Westbury Swimming Pool is a 19th-century indoor swimming pool in Westbury, Wiltshire, England. The structure is a Grade II listed building.

== History ==
The facility, on Church Street, Westbury, was a gift to the town from William Henry Laverton to celebrate Queen Victoria's golden jubilee. Laverton (died 1925; from 1888 the owner of the Leighton House estate) was a prominent owner of cloth mills in the town. His uncle Abraham (1819–1886) had built the Laverton Institute, amongst other gifts to the town, and may have been involved in the planning and financing of the pool.

At first called the Westbury Baths, the building opened to the public on 24 May 1887, shortly before the Golden Jubilee of Queen Victoria. During the winter months, the pool was drained and covered, so that the hall could be used for athletics and dancing.

In 1957, the pool building was altered, with some facilities re-arranged. In 1984, a new plant room was added, the roof was replaced (while retaining the original ironwork), new changing rooms were installed, and disabled access was improved.

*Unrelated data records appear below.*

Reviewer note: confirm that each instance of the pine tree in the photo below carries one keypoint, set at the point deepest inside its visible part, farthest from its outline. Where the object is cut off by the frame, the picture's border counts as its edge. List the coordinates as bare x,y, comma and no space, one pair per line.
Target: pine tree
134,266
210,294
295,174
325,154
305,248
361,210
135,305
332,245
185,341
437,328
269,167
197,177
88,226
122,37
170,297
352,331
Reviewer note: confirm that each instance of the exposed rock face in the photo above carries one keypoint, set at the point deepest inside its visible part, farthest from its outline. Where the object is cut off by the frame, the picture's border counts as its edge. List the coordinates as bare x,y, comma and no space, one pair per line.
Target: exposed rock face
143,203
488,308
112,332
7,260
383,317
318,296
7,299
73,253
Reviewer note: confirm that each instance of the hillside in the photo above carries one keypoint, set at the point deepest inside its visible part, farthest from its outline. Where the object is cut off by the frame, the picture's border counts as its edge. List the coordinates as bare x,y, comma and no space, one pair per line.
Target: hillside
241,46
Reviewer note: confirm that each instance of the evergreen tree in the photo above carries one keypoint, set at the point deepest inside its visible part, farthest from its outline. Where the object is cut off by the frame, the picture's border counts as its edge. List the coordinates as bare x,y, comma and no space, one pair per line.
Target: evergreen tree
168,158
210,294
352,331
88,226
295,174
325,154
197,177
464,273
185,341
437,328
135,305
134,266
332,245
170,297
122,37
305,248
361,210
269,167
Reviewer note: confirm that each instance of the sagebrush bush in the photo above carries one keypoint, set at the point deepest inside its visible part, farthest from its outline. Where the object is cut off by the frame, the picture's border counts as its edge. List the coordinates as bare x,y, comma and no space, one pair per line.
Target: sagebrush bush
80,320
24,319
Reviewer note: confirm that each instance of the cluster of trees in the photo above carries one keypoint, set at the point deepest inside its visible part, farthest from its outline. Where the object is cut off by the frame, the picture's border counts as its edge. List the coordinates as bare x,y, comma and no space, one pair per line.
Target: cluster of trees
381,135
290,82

In 2010, the pool was threatened with closure as part of a wider review of Wiltshire Council's leisure facilities. A campaign was formed to protect the pool. The building was Grade II listed in November 2010; the listing describes it as "an early example of a Victorian indoor swimming pool which has remained in use as a public pool".

== Operator ==
William Laverton conveyed the building to a charitable trust, which continues as a registered charity named Westbury Public Baths. In 1901 the trusteeship of the building was taken on by Westbury Urban District Council, which was replaced by West Wiltshire District Council in 1974; each of the councils was the sole trustee of the charity. West Wiltshire was superseded by Wiltshire Council in 2009. The charity has no endowment, therefore (as of 2015) Wiltshire Council funds the operation and maintenance of the pool, alongside its other leisure services.